I have the following task to solve:
Let $b>x$ be defined, determine $w_0,w_1$ and $w_2$ in dependency of $b$ such that the approximation $f''(x) \approx w_0 f(x-h) + w_1 f(x) +w_2f(b)=D^2_{x,h}(f)$ is accurate for polynomials with high degree.
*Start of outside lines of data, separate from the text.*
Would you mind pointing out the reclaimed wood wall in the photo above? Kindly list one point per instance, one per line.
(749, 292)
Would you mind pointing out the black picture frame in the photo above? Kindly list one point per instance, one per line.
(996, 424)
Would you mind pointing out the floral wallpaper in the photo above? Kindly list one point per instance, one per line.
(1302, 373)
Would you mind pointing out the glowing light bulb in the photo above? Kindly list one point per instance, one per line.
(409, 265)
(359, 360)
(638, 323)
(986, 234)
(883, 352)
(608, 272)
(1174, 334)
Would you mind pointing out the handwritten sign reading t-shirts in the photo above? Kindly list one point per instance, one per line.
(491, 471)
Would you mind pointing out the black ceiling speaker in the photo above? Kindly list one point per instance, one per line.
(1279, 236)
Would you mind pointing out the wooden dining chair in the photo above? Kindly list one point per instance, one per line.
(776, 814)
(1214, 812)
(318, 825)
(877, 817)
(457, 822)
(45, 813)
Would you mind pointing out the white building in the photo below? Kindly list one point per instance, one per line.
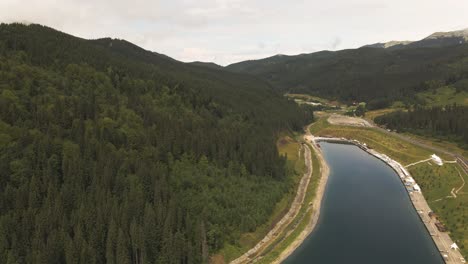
(409, 180)
(437, 160)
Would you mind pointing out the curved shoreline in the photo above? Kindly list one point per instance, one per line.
(441, 240)
(252, 254)
(316, 206)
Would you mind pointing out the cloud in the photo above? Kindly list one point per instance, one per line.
(335, 43)
(231, 30)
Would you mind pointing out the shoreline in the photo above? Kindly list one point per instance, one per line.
(316, 206)
(440, 239)
(252, 254)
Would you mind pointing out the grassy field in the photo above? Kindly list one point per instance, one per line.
(371, 115)
(437, 182)
(450, 146)
(399, 150)
(311, 98)
(444, 96)
(301, 221)
(288, 146)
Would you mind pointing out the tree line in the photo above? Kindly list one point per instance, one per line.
(449, 122)
(113, 154)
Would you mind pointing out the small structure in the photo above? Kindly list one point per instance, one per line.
(416, 188)
(437, 160)
(432, 215)
(409, 180)
(441, 227)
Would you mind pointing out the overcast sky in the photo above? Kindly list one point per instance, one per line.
(227, 31)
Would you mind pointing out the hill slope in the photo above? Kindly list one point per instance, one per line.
(366, 74)
(111, 153)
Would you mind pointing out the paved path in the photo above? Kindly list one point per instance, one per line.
(251, 255)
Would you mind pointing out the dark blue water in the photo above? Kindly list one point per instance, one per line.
(366, 216)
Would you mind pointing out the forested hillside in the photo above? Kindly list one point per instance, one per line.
(374, 75)
(449, 122)
(113, 154)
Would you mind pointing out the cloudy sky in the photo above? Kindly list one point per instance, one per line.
(226, 31)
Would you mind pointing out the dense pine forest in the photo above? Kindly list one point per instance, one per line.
(449, 122)
(113, 154)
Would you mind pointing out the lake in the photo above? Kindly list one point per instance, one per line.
(366, 215)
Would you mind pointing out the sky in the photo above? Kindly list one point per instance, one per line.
(228, 31)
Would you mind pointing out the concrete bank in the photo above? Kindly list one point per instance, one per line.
(441, 239)
(314, 207)
(255, 252)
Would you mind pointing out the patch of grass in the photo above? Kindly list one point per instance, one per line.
(371, 115)
(444, 96)
(397, 149)
(436, 183)
(450, 146)
(300, 222)
(288, 146)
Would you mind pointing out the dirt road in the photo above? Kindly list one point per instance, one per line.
(251, 255)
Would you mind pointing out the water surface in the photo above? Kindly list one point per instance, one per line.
(366, 215)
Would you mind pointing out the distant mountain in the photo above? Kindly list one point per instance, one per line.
(389, 44)
(378, 73)
(210, 65)
(438, 39)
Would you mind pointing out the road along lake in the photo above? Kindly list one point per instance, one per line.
(366, 215)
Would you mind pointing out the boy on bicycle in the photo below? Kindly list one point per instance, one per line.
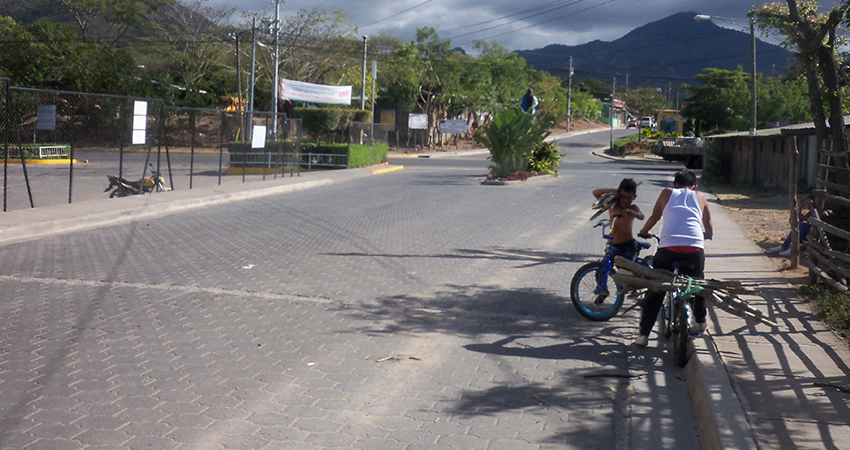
(623, 214)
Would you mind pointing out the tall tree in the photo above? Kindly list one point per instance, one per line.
(117, 16)
(196, 46)
(812, 35)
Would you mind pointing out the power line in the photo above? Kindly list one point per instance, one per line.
(398, 13)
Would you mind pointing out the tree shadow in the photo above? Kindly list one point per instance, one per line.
(527, 258)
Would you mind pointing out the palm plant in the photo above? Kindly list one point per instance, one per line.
(511, 137)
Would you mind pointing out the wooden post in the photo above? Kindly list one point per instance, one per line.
(793, 201)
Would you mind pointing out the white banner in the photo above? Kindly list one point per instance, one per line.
(417, 121)
(300, 91)
(453, 126)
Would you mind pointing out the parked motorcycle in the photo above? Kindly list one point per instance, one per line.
(124, 187)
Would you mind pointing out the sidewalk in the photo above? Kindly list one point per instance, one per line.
(751, 386)
(757, 387)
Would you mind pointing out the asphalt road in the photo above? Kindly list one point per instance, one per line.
(415, 309)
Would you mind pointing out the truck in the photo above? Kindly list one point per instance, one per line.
(647, 122)
(689, 150)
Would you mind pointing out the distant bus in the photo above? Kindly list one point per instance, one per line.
(228, 103)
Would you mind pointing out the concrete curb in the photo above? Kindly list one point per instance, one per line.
(721, 421)
(22, 225)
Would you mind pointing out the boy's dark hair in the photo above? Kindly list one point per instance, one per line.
(685, 178)
(628, 185)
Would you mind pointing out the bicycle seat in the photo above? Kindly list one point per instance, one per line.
(683, 265)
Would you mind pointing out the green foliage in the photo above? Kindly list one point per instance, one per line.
(720, 101)
(367, 155)
(645, 101)
(315, 147)
(717, 166)
(511, 137)
(832, 307)
(585, 106)
(324, 121)
(545, 159)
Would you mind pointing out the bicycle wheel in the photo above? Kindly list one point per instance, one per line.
(666, 328)
(680, 334)
(590, 303)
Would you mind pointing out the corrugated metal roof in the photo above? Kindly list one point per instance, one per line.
(796, 128)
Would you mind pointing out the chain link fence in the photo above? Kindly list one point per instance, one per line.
(60, 147)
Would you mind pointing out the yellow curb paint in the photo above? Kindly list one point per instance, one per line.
(385, 170)
(45, 161)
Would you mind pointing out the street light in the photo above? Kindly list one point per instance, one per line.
(700, 18)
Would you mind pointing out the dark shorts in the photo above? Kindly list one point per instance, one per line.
(628, 250)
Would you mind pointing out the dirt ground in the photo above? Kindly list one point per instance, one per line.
(763, 216)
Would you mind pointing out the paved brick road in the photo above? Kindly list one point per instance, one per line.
(418, 309)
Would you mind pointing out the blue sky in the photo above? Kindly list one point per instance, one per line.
(517, 25)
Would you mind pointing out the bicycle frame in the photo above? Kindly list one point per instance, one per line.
(677, 315)
(611, 253)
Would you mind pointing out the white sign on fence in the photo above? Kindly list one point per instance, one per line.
(300, 91)
(417, 121)
(258, 139)
(45, 117)
(140, 121)
(453, 127)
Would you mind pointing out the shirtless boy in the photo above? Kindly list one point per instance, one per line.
(623, 214)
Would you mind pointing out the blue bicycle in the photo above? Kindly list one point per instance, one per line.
(592, 290)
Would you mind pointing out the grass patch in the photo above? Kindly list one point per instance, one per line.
(832, 307)
(737, 192)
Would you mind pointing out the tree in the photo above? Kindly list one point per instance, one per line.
(720, 101)
(196, 47)
(813, 37)
(645, 101)
(117, 15)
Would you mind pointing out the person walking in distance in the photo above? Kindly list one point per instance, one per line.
(529, 102)
(687, 224)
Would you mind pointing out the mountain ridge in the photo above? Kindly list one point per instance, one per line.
(671, 50)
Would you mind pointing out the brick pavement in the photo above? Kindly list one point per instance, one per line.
(346, 316)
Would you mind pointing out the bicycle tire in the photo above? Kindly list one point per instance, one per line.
(584, 299)
(666, 326)
(680, 334)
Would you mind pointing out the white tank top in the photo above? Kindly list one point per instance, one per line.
(682, 220)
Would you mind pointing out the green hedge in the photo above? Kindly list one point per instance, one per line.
(312, 147)
(327, 120)
(367, 155)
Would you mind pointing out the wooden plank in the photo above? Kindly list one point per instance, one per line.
(835, 169)
(836, 186)
(831, 229)
(831, 254)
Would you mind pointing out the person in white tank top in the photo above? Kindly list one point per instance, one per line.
(687, 224)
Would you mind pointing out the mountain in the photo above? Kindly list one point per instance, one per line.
(669, 51)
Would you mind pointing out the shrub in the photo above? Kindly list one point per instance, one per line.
(366, 155)
(545, 159)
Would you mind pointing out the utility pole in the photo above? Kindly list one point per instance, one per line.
(239, 87)
(363, 85)
(570, 96)
(753, 89)
(374, 77)
(276, 89)
(613, 93)
(249, 133)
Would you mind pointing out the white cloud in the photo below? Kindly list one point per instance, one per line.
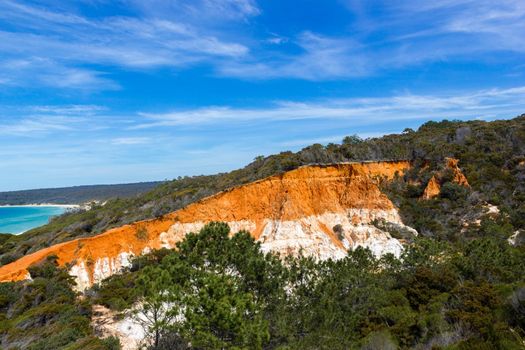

I did this so far: \begin{align} f''(x) &\approx \frac{f'(x+\frac{h}{2})-f'(x-\frac{h}{2})}{h}\\ &\approx \frac{\frac{f(x+h)-f(x)}{h} - \frac{f(x)-f(x-h)}{h}}{h}\\ &\approx \frac{f(x+h)-2f(x) + f(x-h)}{h^2}\\ &\approx \frac{1}{h^2}f(x-h) - \frac{2}{h^2}f(x) + \frac{1}{h^2}f(b) \end{align} I'm not sure if this is the right way. But now I don't know how to go on further with $b$. I mean if $b \ne x-h$ but for example $b = x$, then the equation seems to be false.
Thanks for your help.
You could start with Taylor expansion on each term: $$f(x-h)=f(x)+f'(x)(-h)+\frac{1}{2!}f''(x)(-h)^2+O(h^3)\\ f(x)=f(x)\\ f(b)=f(x)+f'(x)(b-x)+\frac{1}{2!}f''(x)(b-x)^2+O((b-x)^3)$$
Then add three equations with weights $w_0,w_1,w_2$:
$$w_0f(x-h)+w_1f(x)+w_2f(b)=w_0f(x)+w_1f(x)+w_2f(x)+w_0f'(x)(-h)+w_2 f'(x)(b-x)+w_0 \frac{1}{2!}f''(x)(-h)^2 + w_2 \frac{1}{2!}f''(x)(b-x)^2+O((b-x)^3)$$
Since you want the right hand side to be $f''(x) + $ error terms, set
$$w_0+w_1+w_2=0\\ w_0(-h)+w_2(b-x)=0\\ \frac{1}{2}w_0(-h)^2+\frac{1}{2}w_2(b-x)^2=1$$
If you simplify the notation with $b=x+ah$, so $b-x=ah$, then through some algebra you can get $w_0,w_1,w_2$ in terms of $a$, and that's also in terms of $b$ and $x$.
If you plug $a=1$, which means $b=x+h$, it actually gives you the central difference formula.